On Thu, 14 Aug 2003 18:13:04 -0700, Mary Shafer
wrote:

snip

The FAA regulates private (civil) aviation and public (government)
passenger-carrying operations, but no other public operations. NASA
flies fighters without FAA regulation but not the KingAirs carrying
managers around (new FAA rule, which was justified by a couple of
passenger-carrying charter-like flights, I think by state agencies,
that had serious accidents).


Lord help me for entering this thread, but it was sometime in the last
decade that "public use" w/passengers came in under the FAR (CFR for
those present that think like Tarver).


Late in the decade, I think.

Was seriously under the impression that no pax still meant no regs for
"public use" aircraft.


No regular pax. It's OK to haul someone in the back very
occasionally, like on the Orbiter ferry flights on the 747.

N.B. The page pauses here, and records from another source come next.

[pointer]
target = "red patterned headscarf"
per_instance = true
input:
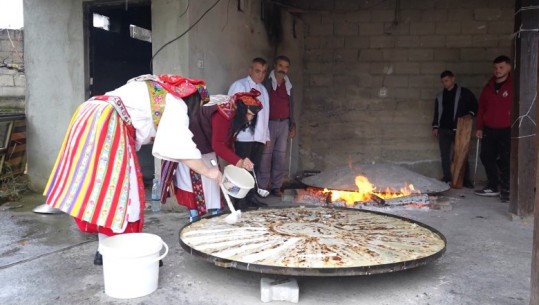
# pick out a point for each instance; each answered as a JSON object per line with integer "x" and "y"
{"x": 180, "y": 86}
{"x": 227, "y": 106}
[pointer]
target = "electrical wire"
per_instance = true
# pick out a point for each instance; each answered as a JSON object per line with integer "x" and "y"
{"x": 301, "y": 10}
{"x": 185, "y": 32}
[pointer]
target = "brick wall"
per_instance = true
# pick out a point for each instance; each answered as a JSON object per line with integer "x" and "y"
{"x": 354, "y": 51}
{"x": 12, "y": 79}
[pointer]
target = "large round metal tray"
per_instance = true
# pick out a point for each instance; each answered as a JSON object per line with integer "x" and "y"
{"x": 314, "y": 242}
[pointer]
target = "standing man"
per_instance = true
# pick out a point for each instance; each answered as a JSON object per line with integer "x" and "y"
{"x": 450, "y": 104}
{"x": 281, "y": 125}
{"x": 494, "y": 128}
{"x": 250, "y": 144}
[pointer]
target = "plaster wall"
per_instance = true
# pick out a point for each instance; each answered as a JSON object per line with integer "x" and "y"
{"x": 354, "y": 49}
{"x": 54, "y": 63}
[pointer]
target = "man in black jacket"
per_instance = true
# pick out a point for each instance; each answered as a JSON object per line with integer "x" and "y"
{"x": 450, "y": 104}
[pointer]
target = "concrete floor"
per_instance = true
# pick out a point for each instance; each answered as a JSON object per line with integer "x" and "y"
{"x": 44, "y": 259}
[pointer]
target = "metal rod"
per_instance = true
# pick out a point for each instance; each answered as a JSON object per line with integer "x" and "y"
{"x": 476, "y": 158}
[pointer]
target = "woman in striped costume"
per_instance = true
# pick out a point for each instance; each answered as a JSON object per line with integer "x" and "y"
{"x": 97, "y": 178}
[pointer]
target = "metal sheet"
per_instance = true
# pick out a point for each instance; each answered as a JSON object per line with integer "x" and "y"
{"x": 381, "y": 175}
{"x": 314, "y": 242}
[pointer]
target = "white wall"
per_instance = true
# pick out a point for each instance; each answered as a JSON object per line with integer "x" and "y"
{"x": 54, "y": 63}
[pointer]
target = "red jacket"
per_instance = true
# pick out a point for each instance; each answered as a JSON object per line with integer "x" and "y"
{"x": 220, "y": 140}
{"x": 495, "y": 108}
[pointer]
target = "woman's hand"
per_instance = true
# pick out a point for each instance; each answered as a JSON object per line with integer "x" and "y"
{"x": 246, "y": 164}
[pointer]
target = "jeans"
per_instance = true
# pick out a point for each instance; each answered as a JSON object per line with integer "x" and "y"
{"x": 272, "y": 165}
{"x": 446, "y": 141}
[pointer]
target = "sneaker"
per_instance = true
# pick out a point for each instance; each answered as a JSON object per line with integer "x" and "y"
{"x": 488, "y": 192}
{"x": 468, "y": 184}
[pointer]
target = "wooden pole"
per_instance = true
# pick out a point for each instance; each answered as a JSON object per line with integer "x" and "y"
{"x": 523, "y": 129}
{"x": 534, "y": 279}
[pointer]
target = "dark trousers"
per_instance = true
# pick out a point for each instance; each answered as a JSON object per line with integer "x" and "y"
{"x": 446, "y": 141}
{"x": 495, "y": 156}
{"x": 253, "y": 151}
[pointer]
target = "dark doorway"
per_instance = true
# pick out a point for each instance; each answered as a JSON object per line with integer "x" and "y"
{"x": 119, "y": 48}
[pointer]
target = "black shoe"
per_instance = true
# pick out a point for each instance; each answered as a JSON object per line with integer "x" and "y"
{"x": 246, "y": 205}
{"x": 504, "y": 196}
{"x": 488, "y": 192}
{"x": 257, "y": 203}
{"x": 468, "y": 184}
{"x": 98, "y": 259}
{"x": 277, "y": 193}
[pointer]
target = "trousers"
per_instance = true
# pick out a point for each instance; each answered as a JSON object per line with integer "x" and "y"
{"x": 272, "y": 166}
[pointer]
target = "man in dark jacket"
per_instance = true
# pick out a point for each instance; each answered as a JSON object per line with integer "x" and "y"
{"x": 494, "y": 128}
{"x": 450, "y": 104}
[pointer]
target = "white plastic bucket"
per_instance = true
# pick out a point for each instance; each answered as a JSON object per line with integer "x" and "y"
{"x": 237, "y": 181}
{"x": 131, "y": 264}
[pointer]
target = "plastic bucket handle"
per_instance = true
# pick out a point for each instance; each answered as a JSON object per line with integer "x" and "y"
{"x": 154, "y": 259}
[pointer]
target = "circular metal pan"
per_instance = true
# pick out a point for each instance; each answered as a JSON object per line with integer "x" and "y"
{"x": 314, "y": 242}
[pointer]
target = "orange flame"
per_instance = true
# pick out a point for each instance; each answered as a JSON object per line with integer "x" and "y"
{"x": 365, "y": 191}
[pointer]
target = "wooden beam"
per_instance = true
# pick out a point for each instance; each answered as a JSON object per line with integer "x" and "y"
{"x": 534, "y": 279}
{"x": 523, "y": 150}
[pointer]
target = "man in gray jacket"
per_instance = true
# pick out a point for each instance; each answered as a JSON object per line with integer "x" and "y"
{"x": 450, "y": 104}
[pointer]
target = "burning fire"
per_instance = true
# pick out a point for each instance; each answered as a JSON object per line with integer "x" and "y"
{"x": 366, "y": 190}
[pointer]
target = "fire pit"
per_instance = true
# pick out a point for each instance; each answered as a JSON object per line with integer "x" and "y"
{"x": 314, "y": 242}
{"x": 359, "y": 185}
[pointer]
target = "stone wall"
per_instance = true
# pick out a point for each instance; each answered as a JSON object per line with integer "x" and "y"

We charter-hauled a Federal grant-funded duck-counter (I **** you not)
around in an Aztec for awhile a few years back, 'cause she couldn't do
the "mission" legally in a "public use" aircraft.


If the duck counting were part of the mission of the agency, it should
have been OK. The rule isn't against carrying people, it's against
running a charter airline in disguise. Local flights with pax doing
something agency-charter-related are OK.

In other words, carrying engineers on a KingAir while doing research
with a helmet-mounted display doesn't make that KingAir into a
passenger airplane under FAA regulation. Running a KingAir full of
managers up to the Bay Area and back twice a week does.